How data can have authority is illustrated in LeDantec et al.’s (2015) work on a cycling infrastructure planning project. Data’s authority here does not necessarily come from numbers, but though its representation, in this example in a planning workshop as a map representing tracked cycling trips (Figure 5). Data was used as evidence to legitimise past, present, and future actions of the planners. Data, however, was also ambivalent. It is not self evident how to interpret data or what actions should be based on it. There is always a step of collective interpretation and sense-making, which is less visible in narratives of big data approaches, as the human interpretation is hidden in the design of the algorithm.

Figure 5: Map representing recorded cycling trips (LeDantec et al. 2015)

Issues of equity and inclusion, in particular the question of who contributes data and who is excluded or does not want to contribute resemble the questions asked for participation. The cycling example, however, also showed that data has the potential to disrupt existing practices in planning as they enabled planners to work with previously unknown representations of lived experiences.

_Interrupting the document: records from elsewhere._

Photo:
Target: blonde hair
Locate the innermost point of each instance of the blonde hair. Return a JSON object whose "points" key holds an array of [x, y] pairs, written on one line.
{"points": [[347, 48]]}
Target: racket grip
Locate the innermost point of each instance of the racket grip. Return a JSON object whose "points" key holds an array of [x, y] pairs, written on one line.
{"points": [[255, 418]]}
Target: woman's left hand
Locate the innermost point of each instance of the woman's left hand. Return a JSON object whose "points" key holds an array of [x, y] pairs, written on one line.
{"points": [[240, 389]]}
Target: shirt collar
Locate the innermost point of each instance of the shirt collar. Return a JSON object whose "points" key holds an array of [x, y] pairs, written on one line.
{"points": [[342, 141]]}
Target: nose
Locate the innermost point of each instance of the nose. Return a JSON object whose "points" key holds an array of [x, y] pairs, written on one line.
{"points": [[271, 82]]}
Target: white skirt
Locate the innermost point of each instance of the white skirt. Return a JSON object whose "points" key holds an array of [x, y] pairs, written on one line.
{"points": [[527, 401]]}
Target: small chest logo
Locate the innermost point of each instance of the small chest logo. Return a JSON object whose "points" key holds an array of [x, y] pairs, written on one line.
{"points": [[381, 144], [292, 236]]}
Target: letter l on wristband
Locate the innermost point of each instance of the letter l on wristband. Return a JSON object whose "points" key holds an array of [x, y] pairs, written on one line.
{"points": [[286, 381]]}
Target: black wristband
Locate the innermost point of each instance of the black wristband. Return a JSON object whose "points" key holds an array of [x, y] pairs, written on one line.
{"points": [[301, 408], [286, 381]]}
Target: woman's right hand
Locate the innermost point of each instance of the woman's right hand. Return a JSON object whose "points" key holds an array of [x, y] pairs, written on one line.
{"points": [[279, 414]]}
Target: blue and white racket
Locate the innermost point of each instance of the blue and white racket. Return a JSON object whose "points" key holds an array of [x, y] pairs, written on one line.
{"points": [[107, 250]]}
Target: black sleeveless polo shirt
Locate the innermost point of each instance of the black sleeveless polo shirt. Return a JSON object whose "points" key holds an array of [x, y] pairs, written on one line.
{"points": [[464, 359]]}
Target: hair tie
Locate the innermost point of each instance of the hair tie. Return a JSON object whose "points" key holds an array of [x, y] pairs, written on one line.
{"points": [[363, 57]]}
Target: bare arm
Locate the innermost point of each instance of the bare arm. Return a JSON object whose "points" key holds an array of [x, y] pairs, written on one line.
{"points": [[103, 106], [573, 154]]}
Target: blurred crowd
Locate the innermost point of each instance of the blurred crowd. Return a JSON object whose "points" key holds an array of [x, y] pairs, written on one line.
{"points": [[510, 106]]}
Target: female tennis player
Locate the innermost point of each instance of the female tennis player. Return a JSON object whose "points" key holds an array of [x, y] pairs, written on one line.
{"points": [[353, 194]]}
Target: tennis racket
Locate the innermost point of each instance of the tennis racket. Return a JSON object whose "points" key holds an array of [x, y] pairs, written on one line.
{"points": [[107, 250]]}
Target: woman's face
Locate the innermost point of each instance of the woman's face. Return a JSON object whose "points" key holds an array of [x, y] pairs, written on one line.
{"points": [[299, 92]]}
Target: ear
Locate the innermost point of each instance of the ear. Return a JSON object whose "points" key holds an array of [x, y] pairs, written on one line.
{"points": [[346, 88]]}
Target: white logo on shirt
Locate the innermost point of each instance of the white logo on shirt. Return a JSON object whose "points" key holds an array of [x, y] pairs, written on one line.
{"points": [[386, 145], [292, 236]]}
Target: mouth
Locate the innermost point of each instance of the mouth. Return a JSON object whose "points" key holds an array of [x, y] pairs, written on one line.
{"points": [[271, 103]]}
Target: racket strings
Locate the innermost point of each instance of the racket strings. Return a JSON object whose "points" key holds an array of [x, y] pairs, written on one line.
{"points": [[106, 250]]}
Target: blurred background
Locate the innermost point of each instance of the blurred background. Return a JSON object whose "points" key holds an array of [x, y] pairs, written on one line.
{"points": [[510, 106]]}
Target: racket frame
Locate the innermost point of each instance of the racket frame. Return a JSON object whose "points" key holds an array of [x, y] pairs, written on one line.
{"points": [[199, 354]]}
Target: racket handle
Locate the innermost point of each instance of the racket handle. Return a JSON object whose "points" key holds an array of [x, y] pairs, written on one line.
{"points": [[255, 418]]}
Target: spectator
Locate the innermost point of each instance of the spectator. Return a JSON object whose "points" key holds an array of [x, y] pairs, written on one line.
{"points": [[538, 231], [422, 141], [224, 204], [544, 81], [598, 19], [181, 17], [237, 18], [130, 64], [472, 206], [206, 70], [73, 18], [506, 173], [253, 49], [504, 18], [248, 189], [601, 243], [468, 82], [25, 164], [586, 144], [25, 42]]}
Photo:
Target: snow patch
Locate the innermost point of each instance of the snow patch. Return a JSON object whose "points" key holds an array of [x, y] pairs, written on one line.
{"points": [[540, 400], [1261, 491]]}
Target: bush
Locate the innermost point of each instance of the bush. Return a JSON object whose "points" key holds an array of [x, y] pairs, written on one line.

3 Conclusion: Digital Civics for Environmental Sustainability

So then, how do we do Digital Civics in the context of environmental sustainability and urban planning? Considering that I will be working with local governments and planners, as well as communities, activists, and emerging publics, I want to approach Digital Civics through participatory action research, in which the design process itself is open to be defined collaboratively. The primary aim of collaboration is therefore not to find solutions but to stimulate questions and a shared understanding of an issue. Nevertheless, I recognise that as a designer and researcher I am in a privileged position and I need to be reflexive of my personal agenda and commitments. One such commitment will most likely be around fostering environmental sustainability. When working with individuals, activists, planners, communities, organisations, cities it is therefore crucial to find ways to align these values with those of partners, who might have different priorities.

I resonate with Miraftab’s (2009) call for radical planning to stimulate historical collective memories. Their value has been demonstrated in the work of Crivellaro et al. (2014, 2016). My personal approach to doing Digital Civics research in such a setting aligns with Boehner and DiSalvo’s (2016) view on the role of HCI and design for civic technologies: First, it facilitates curiosity. HCI researchers should not seek to solve problems, but rather facilitate an understanding of the conditions around it. Second, it fosters deliberation and exchange of a plurality of voices. Third, it teaches skills and literacy to deal with data and technology, making change sustainable.

Foth’s (2015) proposal to civic technology extends the third point from using to actually making technology. By moving from digitisation to fabrication, and in a way back to the physical, hybrid approaches use physical and digital forms of accessible and engaging participation. Fostering craft and DIY culture, some speak of DIY citizenship (Ratto and Boler 2014), is a logical conclusion of a genuine partnership between researchers and citizens, were ultimately citizens don’t need researchers at all to support them in their goals. In that sense technology as well researchers become enablers for change instead of imposing solutions.